Czech actor (1932–2022)

Ladislav Trojan (1 August 1932 – 18 December 2022) was a Czech actor.

==Biography==
Born in Prague, Trojan began his career as a child actor in amateur theatre. He studied drama at the Theatre Faculty of the Academy of Performing Arts in Prague. As a student, Trojan made his film debut in 1954 film Silvery Wind by Fráňa Šrámek. Between 1959 and 1960, he starred in the first Czechoslovak television series, Rodina Bláhova. Between 1958 and 1965 he was part of the Zdeněk Nejedlý Realistic Theatre stage company, then he joined the Prague City Theatre company, with whom he stayed until 1996. He took part in several Summer Shakespeare Festivals and frequently toured nationally and abroad.
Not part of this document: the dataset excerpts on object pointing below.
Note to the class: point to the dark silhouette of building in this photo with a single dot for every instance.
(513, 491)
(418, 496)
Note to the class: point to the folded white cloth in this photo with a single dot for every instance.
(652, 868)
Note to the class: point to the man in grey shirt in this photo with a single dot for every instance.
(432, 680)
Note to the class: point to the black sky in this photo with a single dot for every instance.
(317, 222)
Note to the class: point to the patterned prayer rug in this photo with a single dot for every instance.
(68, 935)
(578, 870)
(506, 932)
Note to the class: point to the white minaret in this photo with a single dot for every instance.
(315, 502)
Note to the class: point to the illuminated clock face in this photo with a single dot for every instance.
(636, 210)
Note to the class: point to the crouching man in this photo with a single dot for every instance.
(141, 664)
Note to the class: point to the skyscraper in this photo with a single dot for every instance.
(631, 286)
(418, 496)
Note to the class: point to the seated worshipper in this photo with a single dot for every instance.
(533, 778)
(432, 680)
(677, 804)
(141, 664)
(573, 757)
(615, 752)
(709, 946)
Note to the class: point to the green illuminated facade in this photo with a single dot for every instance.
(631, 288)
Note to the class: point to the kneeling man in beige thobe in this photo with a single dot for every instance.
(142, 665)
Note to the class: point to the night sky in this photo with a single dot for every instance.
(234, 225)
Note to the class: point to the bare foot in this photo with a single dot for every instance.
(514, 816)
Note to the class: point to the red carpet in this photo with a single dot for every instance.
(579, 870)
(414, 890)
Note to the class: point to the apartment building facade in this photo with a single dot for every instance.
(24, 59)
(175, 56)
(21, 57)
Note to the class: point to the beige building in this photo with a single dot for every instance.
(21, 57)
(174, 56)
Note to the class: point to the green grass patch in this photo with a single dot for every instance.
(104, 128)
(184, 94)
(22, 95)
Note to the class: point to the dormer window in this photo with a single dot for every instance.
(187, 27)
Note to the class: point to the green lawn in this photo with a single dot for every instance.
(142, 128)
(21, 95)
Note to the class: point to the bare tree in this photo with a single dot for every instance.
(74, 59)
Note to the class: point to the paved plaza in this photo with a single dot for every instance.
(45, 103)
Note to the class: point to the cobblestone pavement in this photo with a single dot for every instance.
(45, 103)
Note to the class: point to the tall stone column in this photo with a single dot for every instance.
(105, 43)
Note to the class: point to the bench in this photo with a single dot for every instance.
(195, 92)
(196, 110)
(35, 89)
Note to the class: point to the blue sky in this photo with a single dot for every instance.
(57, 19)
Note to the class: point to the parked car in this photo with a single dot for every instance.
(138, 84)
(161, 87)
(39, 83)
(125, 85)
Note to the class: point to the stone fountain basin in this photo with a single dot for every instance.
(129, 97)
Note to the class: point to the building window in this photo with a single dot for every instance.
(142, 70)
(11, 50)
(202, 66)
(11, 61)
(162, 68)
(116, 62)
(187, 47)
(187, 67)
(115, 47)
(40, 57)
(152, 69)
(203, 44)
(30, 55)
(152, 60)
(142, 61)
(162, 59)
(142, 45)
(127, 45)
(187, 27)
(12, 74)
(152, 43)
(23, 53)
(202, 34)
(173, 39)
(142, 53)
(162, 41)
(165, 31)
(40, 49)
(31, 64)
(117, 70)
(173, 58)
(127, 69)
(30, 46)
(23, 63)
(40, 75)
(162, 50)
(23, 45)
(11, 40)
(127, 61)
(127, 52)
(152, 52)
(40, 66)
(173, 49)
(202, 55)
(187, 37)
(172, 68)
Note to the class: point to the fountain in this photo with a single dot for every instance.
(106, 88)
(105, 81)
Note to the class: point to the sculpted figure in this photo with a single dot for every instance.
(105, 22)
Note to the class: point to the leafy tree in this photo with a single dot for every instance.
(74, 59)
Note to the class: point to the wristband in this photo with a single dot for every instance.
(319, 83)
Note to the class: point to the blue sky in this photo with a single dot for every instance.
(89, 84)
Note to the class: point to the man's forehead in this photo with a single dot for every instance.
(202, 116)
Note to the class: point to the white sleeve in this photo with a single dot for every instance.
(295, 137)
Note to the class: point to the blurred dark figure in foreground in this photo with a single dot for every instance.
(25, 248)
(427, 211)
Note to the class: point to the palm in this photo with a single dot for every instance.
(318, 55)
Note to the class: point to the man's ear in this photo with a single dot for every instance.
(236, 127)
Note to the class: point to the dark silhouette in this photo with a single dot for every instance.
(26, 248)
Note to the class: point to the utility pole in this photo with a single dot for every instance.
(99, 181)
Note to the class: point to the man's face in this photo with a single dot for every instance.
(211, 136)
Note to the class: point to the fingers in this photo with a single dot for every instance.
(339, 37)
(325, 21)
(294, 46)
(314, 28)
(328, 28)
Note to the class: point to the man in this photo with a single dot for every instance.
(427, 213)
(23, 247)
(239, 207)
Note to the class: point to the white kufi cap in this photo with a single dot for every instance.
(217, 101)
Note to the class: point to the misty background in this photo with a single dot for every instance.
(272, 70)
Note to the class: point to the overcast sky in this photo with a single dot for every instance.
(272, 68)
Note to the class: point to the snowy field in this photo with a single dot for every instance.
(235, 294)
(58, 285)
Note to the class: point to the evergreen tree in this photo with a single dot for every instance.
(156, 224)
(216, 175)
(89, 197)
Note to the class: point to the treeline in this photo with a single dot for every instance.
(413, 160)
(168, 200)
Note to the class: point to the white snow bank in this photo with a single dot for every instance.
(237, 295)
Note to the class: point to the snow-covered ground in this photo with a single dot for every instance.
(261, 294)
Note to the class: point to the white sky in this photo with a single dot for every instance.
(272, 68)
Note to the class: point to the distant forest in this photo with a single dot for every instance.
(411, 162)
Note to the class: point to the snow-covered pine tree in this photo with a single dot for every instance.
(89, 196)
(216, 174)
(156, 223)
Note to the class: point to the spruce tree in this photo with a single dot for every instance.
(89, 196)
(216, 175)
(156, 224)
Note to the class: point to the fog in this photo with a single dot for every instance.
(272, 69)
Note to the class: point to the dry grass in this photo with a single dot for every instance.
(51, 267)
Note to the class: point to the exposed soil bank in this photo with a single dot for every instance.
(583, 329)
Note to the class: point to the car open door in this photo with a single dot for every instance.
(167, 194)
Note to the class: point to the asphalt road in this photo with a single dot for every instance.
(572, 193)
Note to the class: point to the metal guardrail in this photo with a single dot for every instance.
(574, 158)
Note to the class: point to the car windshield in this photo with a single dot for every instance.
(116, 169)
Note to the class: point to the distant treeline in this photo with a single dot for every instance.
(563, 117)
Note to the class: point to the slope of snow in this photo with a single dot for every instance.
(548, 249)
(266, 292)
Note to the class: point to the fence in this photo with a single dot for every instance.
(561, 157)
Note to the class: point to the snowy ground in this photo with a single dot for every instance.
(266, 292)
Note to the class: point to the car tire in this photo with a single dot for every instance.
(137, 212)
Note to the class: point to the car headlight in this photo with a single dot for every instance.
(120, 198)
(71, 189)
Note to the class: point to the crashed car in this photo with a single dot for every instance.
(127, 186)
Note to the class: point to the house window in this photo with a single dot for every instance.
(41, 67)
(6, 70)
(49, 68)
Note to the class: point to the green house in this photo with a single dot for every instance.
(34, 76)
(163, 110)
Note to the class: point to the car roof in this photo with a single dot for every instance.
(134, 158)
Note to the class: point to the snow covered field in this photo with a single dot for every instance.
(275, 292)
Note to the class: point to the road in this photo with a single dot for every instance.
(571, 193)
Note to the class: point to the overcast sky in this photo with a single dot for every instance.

He retired from showbusiness in 2018.

Trojan died in his sleep on 18 December 2022 at the age of 90. He was the father of film director and producer Ondřej Trojan and actor Ivan Trojan.

==Filmography==

His filmography includes over one hundred credits between cinema and television.

- 1960s: Leading role in Tři chlapi v chalupě.
- 1970: Devil and Káča, Czech black and white comedy TV film with Jiřina Bohdalová as Káča, Ladislav Trojan as devil and Jiří Krampol as shepherd.